This year I have begun to exploit collaborative partnerships as a key method in my practice. I have interacted with a wide range of others fostering a participatory development within my performances of characters. These others have included knowing artist-collaborators, unknowing art viewing audiences and unknowing general public outside of art institutions. This participatory aspect has further demonstrated identity as multi-faceted – not only through the performance of different characters but also the manner in which we as individuals act in relation to others; differently in different situations with different types of people. This applies to the different facets that come to the fore between myself and a collaborator depending on whether they are male, female, younger, older, established artist or student. Multi-facet-ness also becomes evident when unknowing participants change how they react once they realize a character is not a real individual but a performance. For example, viewers have treated my chav character with suspicion when they believed them to be an alien within their art institution, but upon revelation of the ruse those same suspicious viewers have considered the piece critically and treated me warmly as a performer and ‘one of their own’. This conversion illustrates our susceptibility to social stereotyping and how we are directly instrumental in their perpetuation.
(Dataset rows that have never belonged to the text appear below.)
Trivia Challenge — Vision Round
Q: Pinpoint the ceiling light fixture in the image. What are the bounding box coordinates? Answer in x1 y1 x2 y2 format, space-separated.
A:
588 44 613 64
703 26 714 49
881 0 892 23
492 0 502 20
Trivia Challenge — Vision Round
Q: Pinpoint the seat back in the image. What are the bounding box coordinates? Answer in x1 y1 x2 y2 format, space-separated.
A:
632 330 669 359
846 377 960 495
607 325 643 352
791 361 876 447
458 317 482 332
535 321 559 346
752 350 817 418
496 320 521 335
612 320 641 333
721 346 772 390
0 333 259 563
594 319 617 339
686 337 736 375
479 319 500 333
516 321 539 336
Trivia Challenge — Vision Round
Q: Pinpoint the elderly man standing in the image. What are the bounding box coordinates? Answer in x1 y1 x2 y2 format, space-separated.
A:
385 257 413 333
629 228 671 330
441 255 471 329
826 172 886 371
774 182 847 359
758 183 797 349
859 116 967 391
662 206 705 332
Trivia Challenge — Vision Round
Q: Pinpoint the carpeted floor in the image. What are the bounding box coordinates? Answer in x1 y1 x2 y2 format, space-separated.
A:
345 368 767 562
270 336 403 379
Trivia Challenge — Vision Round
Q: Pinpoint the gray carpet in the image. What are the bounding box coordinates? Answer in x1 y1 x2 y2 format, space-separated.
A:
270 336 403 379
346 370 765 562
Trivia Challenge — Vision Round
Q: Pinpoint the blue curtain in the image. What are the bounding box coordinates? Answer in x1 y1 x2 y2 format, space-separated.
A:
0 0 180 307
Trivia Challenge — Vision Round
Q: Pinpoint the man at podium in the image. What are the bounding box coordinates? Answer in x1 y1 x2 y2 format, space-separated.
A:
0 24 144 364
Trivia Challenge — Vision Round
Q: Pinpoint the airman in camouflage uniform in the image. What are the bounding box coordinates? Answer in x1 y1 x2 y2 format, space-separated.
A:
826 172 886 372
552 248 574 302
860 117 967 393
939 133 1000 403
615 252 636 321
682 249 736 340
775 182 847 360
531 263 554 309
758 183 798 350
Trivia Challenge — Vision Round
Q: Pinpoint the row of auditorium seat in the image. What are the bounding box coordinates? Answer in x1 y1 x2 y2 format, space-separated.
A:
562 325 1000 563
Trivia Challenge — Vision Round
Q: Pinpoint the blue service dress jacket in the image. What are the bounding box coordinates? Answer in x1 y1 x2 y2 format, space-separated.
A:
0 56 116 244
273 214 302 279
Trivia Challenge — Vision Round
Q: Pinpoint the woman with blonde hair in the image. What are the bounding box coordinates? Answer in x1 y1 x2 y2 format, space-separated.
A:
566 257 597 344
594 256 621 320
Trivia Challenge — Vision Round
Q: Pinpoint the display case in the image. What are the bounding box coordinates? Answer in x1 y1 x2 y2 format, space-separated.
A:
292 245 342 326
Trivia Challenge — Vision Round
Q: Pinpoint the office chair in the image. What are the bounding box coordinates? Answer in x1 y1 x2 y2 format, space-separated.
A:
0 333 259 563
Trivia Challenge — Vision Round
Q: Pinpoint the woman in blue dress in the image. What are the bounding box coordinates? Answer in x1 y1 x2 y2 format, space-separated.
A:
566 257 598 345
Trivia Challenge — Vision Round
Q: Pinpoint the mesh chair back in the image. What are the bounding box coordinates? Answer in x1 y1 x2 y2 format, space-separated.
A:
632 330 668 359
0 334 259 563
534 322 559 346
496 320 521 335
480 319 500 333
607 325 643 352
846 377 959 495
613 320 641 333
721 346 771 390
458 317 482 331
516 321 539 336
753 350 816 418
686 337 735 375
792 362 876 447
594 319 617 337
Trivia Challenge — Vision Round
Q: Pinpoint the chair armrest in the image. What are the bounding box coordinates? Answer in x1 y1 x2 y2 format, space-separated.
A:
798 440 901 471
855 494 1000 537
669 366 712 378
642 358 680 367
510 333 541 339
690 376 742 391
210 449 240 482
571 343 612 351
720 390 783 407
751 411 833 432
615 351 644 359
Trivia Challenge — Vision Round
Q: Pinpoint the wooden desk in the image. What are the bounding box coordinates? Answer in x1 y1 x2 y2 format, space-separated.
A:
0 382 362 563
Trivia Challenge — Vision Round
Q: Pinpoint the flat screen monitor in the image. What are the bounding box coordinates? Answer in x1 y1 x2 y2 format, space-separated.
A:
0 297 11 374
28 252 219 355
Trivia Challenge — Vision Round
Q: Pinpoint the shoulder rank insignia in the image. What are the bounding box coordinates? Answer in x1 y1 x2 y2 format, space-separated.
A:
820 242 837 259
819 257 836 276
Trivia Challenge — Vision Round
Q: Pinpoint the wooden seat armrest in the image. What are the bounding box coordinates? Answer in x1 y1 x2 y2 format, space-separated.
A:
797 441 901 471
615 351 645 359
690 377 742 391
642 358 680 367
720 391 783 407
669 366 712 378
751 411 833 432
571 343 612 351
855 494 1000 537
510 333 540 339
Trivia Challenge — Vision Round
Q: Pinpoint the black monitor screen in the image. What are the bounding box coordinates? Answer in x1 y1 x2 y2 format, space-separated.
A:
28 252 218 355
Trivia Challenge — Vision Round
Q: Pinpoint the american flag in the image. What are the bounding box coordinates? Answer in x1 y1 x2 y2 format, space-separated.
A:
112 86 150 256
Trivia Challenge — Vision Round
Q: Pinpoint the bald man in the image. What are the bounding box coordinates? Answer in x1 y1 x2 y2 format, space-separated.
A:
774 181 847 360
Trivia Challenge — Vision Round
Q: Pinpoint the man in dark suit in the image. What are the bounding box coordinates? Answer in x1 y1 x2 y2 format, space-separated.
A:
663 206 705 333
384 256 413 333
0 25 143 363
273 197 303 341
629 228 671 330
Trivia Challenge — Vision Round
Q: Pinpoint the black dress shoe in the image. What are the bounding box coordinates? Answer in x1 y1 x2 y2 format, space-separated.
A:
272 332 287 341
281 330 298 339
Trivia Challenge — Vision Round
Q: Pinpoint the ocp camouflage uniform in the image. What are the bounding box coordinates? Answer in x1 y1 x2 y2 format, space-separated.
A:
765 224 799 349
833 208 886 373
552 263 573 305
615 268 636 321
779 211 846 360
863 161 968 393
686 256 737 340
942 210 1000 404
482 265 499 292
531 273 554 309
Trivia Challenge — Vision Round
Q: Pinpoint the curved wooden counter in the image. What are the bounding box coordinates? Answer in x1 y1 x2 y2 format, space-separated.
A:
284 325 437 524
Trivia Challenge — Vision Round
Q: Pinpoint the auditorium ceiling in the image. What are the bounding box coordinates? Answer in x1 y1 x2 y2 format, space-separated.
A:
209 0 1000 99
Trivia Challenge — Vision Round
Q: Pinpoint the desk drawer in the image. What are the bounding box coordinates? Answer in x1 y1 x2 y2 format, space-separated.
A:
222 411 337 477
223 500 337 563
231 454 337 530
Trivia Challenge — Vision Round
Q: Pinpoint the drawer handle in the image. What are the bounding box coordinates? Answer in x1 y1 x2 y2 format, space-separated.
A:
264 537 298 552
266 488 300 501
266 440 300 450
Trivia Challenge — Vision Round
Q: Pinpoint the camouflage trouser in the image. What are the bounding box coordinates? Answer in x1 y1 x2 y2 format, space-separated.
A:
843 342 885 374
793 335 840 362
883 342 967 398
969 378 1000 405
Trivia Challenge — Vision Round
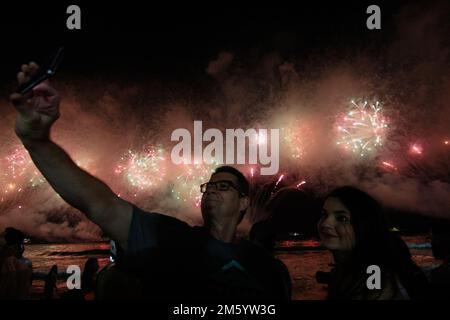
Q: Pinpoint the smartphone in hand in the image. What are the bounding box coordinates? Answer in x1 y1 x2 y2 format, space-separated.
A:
17 47 64 95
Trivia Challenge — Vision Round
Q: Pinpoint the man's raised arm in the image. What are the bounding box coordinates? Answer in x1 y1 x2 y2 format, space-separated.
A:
9 62 132 249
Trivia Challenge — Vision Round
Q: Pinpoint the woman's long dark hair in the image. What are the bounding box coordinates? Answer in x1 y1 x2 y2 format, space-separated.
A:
326 186 428 299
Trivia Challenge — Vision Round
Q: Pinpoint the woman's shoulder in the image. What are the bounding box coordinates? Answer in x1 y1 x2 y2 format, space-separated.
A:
364 267 409 300
331 265 408 300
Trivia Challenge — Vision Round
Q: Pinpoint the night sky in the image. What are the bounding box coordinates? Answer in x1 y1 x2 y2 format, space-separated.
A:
0 1 419 81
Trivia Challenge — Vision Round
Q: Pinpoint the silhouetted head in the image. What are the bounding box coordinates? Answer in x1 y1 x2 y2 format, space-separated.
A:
50 264 58 274
431 219 450 260
3 227 25 258
82 258 99 293
267 187 319 238
200 166 250 226
249 220 276 251
84 258 99 276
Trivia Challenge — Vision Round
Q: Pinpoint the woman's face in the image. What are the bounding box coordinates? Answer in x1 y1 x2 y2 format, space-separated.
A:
318 197 356 252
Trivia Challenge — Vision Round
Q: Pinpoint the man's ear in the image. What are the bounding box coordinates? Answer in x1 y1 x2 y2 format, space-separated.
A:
239 196 250 212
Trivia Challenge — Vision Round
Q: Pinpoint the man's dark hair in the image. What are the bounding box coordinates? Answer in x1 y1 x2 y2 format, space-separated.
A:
212 166 249 222
213 166 249 197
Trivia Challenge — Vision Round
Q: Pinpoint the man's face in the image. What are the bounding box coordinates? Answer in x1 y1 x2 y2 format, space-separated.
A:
200 172 249 224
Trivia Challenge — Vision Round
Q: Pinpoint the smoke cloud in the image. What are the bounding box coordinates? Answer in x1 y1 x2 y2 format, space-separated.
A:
1 2 449 241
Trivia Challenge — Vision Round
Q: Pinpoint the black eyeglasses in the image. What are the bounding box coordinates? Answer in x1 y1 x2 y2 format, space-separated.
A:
200 180 244 196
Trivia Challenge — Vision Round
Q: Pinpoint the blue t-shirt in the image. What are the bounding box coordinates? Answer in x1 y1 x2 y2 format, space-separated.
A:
114 205 290 300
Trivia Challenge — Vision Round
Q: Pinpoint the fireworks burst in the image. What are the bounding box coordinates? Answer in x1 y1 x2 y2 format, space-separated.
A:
247 165 259 188
4 148 28 179
281 120 314 160
270 174 285 196
410 143 423 155
256 132 267 145
171 162 218 207
296 180 306 188
28 169 46 187
114 146 167 194
336 99 388 157
1 147 46 197
275 174 285 187
381 161 398 171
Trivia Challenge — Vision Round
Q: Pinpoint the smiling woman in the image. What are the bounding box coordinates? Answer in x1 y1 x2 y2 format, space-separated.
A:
319 197 355 253
317 186 429 300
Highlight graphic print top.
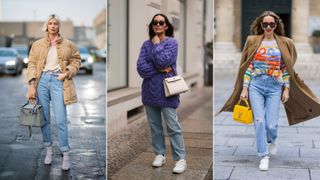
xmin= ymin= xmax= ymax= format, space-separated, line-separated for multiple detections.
xmin=243 ymin=39 xmax=290 ymax=88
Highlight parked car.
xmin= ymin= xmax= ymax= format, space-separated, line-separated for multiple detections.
xmin=95 ymin=49 xmax=106 ymax=62
xmin=78 ymin=46 xmax=94 ymax=74
xmin=14 ymin=46 xmax=29 ymax=68
xmin=0 ymin=47 xmax=23 ymax=75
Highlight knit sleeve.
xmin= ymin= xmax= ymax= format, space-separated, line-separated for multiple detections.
xmin=137 ymin=41 xmax=159 ymax=79
xmin=151 ymin=38 xmax=178 ymax=69
xmin=281 ymin=59 xmax=290 ymax=88
xmin=243 ymin=61 xmax=254 ymax=87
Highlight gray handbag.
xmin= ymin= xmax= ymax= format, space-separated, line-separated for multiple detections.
xmin=19 ymin=101 xmax=45 ymax=137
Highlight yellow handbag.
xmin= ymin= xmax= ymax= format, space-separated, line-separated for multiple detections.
xmin=233 ymin=99 xmax=253 ymax=124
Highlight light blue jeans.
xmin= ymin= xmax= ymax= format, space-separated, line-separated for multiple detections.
xmin=145 ymin=106 xmax=186 ymax=160
xmin=37 ymin=72 xmax=70 ymax=152
xmin=249 ymin=75 xmax=282 ymax=157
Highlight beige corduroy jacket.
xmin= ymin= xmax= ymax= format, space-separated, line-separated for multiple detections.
xmin=27 ymin=34 xmax=81 ymax=105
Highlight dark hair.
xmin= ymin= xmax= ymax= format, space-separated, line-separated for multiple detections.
xmin=148 ymin=13 xmax=174 ymax=40
xmin=250 ymin=11 xmax=285 ymax=36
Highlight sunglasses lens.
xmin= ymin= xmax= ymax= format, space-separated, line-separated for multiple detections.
xmin=262 ymin=23 xmax=267 ymax=28
xmin=262 ymin=22 xmax=276 ymax=28
xmin=152 ymin=21 xmax=165 ymax=26
xmin=269 ymin=22 xmax=276 ymax=28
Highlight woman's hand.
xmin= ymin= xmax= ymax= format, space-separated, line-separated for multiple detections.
xmin=27 ymin=84 xmax=37 ymax=100
xmin=240 ymin=87 xmax=249 ymax=100
xmin=57 ymin=71 xmax=70 ymax=81
xmin=160 ymin=67 xmax=172 ymax=73
xmin=282 ymin=87 xmax=289 ymax=103
xmin=152 ymin=35 xmax=160 ymax=44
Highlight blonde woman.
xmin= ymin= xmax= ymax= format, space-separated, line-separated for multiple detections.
xmin=27 ymin=14 xmax=81 ymax=170
xmin=218 ymin=11 xmax=320 ymax=171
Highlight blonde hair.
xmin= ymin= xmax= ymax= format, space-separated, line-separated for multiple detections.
xmin=42 ymin=14 xmax=61 ymax=32
xmin=250 ymin=11 xmax=285 ymax=36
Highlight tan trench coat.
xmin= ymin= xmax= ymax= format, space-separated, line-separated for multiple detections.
xmin=27 ymin=35 xmax=81 ymax=105
xmin=218 ymin=34 xmax=320 ymax=125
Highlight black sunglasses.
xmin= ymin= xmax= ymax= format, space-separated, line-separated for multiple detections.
xmin=152 ymin=20 xmax=165 ymax=26
xmin=261 ymin=22 xmax=276 ymax=29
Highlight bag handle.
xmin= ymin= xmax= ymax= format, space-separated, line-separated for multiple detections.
xmin=22 ymin=98 xmax=42 ymax=114
xmin=237 ymin=98 xmax=250 ymax=108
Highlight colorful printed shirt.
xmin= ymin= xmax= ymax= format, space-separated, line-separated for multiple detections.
xmin=243 ymin=39 xmax=290 ymax=88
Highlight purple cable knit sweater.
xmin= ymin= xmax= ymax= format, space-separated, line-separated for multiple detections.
xmin=137 ymin=37 xmax=180 ymax=108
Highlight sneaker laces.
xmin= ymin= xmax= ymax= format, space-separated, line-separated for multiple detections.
xmin=155 ymin=155 xmax=164 ymax=161
xmin=175 ymin=159 xmax=186 ymax=168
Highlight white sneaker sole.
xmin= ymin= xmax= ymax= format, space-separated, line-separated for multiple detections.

By relinquishing what Bourriaud terms the “divine-right authority” of the traditional artist I aim to negotiate open relations that are not pre-established thereby initiating un-authored, experimental and contingent collaborative processes.[1]Collaborators will be directly sought within the artist community to develop projects focusing on the chosen themes during level 1.

[1] Bourriaud, Nicolas, Relational Aesthetics (1998), in Claire Bishop, Participation, London: Whitechapel Gallery, 2006, p.166.